The big thing this week has been reminiscing about life at Pardee Hall, one of the men's dorms. Dr. H. and all our guy friends lived there. Two out of my three brothers who attended Milligan lived there. It was a dorm with a life and mythology of its own: a glorious, seedy, smelly, grimy place in which to live (or if you were dating someone in Pardee, to hang out in the lobby or dangle from a first floor window. This was Christian college = no girls allowed in boys' dorms, people.)
Tragically, Pardee was knocked down in the 1990s because it was supposedly structurally unsound. (No one really believes that silliness. The general consensus is that the administration just couldn't deal with generation after generation of Pardee Rowdies.)
This October will be my 20th reunion, and it will also be the Pardee Hall reunion. Dr.
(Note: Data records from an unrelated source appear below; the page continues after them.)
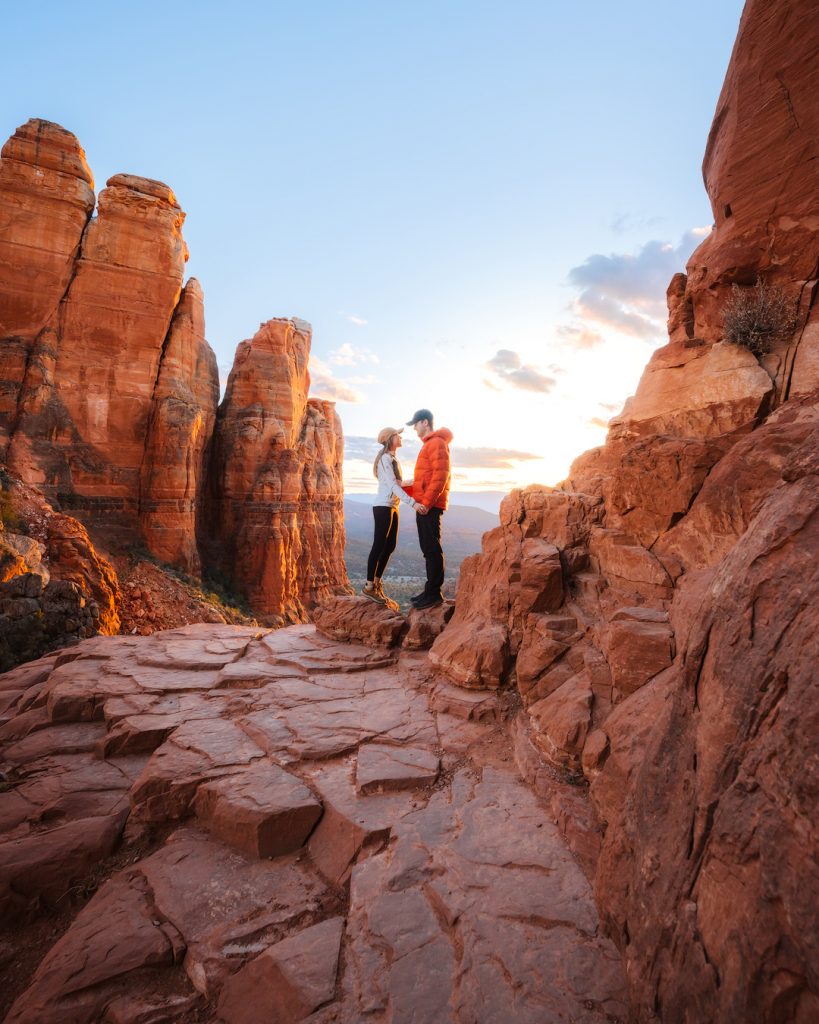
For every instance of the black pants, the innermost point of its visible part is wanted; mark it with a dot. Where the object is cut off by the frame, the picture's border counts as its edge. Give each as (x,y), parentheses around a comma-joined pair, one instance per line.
(384,542)
(429,536)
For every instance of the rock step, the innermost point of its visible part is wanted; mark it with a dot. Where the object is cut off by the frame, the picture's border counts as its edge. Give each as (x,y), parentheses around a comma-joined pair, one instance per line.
(264,811)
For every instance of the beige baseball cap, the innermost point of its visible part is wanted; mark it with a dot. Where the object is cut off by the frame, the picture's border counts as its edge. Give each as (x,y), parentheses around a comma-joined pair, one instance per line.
(385,434)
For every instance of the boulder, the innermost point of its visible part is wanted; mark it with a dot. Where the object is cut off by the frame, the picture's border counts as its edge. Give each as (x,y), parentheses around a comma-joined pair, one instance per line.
(289,981)
(360,621)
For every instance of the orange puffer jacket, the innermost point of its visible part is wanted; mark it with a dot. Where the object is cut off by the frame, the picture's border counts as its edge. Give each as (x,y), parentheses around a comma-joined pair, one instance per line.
(431,476)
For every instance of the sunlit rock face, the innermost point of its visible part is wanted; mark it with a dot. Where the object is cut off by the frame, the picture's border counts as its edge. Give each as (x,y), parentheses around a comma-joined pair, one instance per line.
(656,612)
(182,415)
(46,200)
(109,389)
(88,392)
(762,176)
(275,522)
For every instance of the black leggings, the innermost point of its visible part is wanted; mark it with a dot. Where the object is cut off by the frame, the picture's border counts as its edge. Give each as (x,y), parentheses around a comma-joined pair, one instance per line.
(384,542)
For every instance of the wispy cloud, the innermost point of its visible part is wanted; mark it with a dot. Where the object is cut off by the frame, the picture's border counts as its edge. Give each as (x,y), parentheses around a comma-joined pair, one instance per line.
(325,384)
(350,355)
(488,458)
(361,449)
(356,446)
(508,368)
(624,293)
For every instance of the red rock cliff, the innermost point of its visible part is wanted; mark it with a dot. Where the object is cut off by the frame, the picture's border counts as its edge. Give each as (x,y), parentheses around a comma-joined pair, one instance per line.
(109,389)
(657,611)
(275,492)
(762,174)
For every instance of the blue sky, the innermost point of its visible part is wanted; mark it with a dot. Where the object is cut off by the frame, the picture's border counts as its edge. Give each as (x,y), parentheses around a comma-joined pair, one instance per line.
(477,205)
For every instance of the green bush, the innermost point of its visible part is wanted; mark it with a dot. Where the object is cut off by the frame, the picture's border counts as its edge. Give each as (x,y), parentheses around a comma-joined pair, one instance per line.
(758,317)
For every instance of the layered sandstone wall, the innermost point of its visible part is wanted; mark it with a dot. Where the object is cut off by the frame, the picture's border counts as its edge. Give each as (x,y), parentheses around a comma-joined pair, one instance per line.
(275,492)
(761,171)
(109,389)
(656,611)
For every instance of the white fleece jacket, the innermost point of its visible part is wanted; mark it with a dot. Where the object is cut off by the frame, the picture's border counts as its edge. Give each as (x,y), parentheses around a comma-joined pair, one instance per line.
(389,489)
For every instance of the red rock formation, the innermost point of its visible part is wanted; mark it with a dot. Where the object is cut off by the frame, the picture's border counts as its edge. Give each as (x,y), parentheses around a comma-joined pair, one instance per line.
(183,412)
(55,589)
(275,527)
(762,174)
(656,612)
(46,199)
(464,902)
(109,389)
(86,400)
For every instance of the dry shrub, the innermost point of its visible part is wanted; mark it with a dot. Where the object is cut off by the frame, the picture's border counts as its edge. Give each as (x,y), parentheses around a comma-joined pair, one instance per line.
(758,317)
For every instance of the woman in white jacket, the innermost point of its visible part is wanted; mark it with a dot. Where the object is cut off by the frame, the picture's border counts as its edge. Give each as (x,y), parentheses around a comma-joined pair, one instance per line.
(391,491)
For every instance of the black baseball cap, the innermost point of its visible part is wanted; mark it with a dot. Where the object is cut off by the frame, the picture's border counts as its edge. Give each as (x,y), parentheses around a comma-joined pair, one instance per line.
(422,414)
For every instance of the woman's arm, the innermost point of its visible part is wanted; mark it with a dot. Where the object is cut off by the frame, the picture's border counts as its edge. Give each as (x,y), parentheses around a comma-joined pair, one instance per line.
(387,474)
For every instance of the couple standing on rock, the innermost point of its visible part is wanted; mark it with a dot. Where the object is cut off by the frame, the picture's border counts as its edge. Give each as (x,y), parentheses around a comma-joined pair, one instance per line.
(427,494)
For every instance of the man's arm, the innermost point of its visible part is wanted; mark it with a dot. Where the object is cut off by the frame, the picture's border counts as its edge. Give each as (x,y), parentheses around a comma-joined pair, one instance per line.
(439,472)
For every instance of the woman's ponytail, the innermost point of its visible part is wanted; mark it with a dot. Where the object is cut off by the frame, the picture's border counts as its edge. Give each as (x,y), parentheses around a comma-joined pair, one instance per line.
(383,452)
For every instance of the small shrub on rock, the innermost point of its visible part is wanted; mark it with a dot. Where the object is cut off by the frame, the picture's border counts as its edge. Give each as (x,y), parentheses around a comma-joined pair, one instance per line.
(758,317)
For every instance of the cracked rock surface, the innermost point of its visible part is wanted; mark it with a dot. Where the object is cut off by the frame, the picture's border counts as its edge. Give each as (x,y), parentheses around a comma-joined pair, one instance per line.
(216,821)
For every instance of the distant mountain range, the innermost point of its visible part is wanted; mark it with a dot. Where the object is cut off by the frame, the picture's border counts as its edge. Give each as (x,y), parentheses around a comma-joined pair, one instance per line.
(489,501)
(462,529)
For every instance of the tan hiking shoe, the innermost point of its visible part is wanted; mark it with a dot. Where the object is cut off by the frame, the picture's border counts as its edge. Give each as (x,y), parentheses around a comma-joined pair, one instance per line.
(372,592)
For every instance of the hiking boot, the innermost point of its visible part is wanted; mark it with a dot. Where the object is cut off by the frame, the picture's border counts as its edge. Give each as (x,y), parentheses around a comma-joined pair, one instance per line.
(371,591)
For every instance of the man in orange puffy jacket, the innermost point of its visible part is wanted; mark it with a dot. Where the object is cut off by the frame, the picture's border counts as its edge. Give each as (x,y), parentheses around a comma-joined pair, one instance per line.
(431,489)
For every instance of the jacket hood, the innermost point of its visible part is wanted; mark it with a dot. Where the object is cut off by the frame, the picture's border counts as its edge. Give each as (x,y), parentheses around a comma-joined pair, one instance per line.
(443,432)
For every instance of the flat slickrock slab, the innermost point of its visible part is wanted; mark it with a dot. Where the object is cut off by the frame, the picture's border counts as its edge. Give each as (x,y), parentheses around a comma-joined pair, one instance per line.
(265,811)
(75,738)
(289,981)
(228,906)
(465,905)
(118,932)
(477,911)
(351,825)
(304,647)
(360,620)
(386,769)
(44,865)
(194,754)
(475,706)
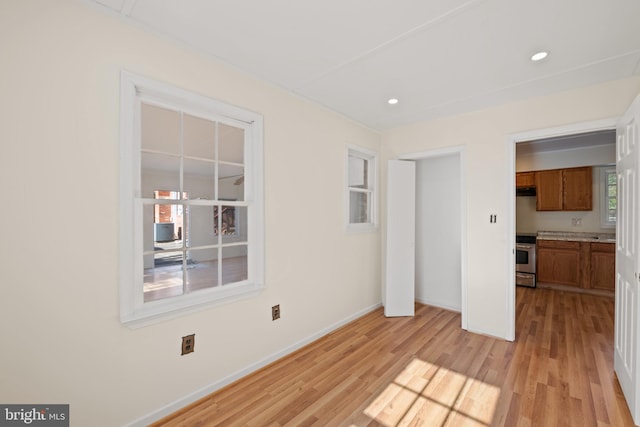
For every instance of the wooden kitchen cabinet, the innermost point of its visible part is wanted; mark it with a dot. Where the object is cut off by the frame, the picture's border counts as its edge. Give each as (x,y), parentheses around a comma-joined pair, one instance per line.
(577,189)
(564,189)
(603,266)
(549,190)
(581,265)
(525,179)
(558,262)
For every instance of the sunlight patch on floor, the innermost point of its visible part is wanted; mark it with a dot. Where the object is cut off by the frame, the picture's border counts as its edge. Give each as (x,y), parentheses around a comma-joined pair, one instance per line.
(436,396)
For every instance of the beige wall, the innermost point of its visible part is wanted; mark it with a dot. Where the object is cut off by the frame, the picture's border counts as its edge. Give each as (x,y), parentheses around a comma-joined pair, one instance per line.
(487,164)
(61,338)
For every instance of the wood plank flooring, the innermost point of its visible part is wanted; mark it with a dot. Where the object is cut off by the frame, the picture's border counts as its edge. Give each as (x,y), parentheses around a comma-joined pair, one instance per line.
(426,371)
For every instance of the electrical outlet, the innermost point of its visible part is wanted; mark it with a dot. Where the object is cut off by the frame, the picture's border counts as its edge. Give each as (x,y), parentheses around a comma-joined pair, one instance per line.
(188,344)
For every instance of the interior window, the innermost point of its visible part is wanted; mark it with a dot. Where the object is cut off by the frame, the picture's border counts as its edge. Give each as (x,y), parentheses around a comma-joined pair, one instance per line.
(186,192)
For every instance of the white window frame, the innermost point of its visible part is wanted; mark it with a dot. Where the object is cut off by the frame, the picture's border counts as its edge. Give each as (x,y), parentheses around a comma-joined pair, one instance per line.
(604,214)
(134,312)
(371,188)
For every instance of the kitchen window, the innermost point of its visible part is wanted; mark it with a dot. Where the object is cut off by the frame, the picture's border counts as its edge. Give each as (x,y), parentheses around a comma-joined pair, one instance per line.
(608,196)
(191,202)
(361,188)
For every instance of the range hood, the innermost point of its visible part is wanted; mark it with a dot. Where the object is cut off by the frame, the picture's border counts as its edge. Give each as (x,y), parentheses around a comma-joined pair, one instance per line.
(525,191)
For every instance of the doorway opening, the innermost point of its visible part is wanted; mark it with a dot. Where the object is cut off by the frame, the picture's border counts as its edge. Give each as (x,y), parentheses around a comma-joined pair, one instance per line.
(520,146)
(440,229)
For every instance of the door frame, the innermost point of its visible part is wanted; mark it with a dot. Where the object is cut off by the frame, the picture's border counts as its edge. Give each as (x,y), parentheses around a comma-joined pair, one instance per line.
(512,139)
(458,150)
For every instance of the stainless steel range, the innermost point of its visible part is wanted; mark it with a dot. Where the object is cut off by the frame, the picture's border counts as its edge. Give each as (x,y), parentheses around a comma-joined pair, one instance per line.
(526,260)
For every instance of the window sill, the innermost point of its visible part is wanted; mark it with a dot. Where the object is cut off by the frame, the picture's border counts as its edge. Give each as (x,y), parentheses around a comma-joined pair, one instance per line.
(170,308)
(362,228)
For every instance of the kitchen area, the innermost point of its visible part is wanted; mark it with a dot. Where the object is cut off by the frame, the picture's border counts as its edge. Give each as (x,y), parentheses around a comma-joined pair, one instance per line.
(565,213)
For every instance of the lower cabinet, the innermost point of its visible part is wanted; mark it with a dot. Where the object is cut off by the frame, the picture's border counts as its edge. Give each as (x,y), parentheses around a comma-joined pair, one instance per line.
(558,262)
(583,265)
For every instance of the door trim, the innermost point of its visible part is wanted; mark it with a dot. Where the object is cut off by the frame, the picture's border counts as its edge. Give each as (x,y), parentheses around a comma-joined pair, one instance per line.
(441,152)
(512,139)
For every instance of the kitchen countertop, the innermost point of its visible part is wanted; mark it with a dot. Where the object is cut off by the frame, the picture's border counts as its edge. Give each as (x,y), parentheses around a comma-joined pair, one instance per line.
(577,237)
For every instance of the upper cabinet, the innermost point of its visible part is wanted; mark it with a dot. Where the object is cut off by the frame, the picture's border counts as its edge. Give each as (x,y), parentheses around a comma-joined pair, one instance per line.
(564,189)
(525,179)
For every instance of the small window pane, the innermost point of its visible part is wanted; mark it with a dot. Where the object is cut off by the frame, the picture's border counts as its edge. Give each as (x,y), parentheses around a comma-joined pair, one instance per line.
(226,221)
(234,264)
(199,179)
(231,182)
(201,230)
(358,207)
(159,171)
(164,279)
(199,137)
(202,269)
(230,144)
(358,170)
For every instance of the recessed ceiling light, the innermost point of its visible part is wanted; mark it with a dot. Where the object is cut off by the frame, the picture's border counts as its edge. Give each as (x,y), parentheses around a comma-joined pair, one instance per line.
(539,56)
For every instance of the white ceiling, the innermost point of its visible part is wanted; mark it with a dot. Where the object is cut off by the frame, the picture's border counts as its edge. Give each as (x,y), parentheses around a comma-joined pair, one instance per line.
(438,57)
(568,142)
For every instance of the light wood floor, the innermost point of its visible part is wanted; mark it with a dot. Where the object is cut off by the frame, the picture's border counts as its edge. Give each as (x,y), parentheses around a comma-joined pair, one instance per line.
(426,371)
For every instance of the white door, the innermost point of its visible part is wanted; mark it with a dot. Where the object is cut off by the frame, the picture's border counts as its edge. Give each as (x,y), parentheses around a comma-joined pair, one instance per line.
(626,305)
(401,212)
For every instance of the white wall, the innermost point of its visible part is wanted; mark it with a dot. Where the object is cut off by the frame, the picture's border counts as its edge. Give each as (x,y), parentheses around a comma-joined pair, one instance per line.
(59,165)
(438,232)
(488,180)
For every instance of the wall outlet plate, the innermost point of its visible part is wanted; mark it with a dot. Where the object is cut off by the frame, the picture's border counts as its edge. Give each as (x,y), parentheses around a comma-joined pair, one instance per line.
(188,344)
H. and I are absolutely going; we're fortunate to live just two hours away. I've been pondering this week how strong our collective memories are of that four or five year time period. I am amazed at how easily we fall back into friendships, as if these past 20 years were just a summer break. We message back and forth privately, trying to clarify who exactly that person dated, or what happened to so-and-so. The thing about a small college is that, like I said, you know everyone--or you know their older sister or their younger brother. It's a very, very small world, indeed.
And all this makes me ponder even more what my children's experiences will be in college. I blogged about that last month, about how I wish for my children to have lives filled to the brim with amazing friendships. I know not all friendships come from the college years. I have a few good friends from high school, a few from our stint in Iowa, and a whole village of amazing friends here.
But reconnecting with college classmates brings it all back so clearly: the hundreds of meals shared, the constant buzz of conversation, the anticipation of the day and night ahead, the adventure, the joy and the despair, the smell of lilacs, the perfect sunset, and the dark hump of Buffalo Mountain protecting our little campus, sheltering us in its cool black shadow.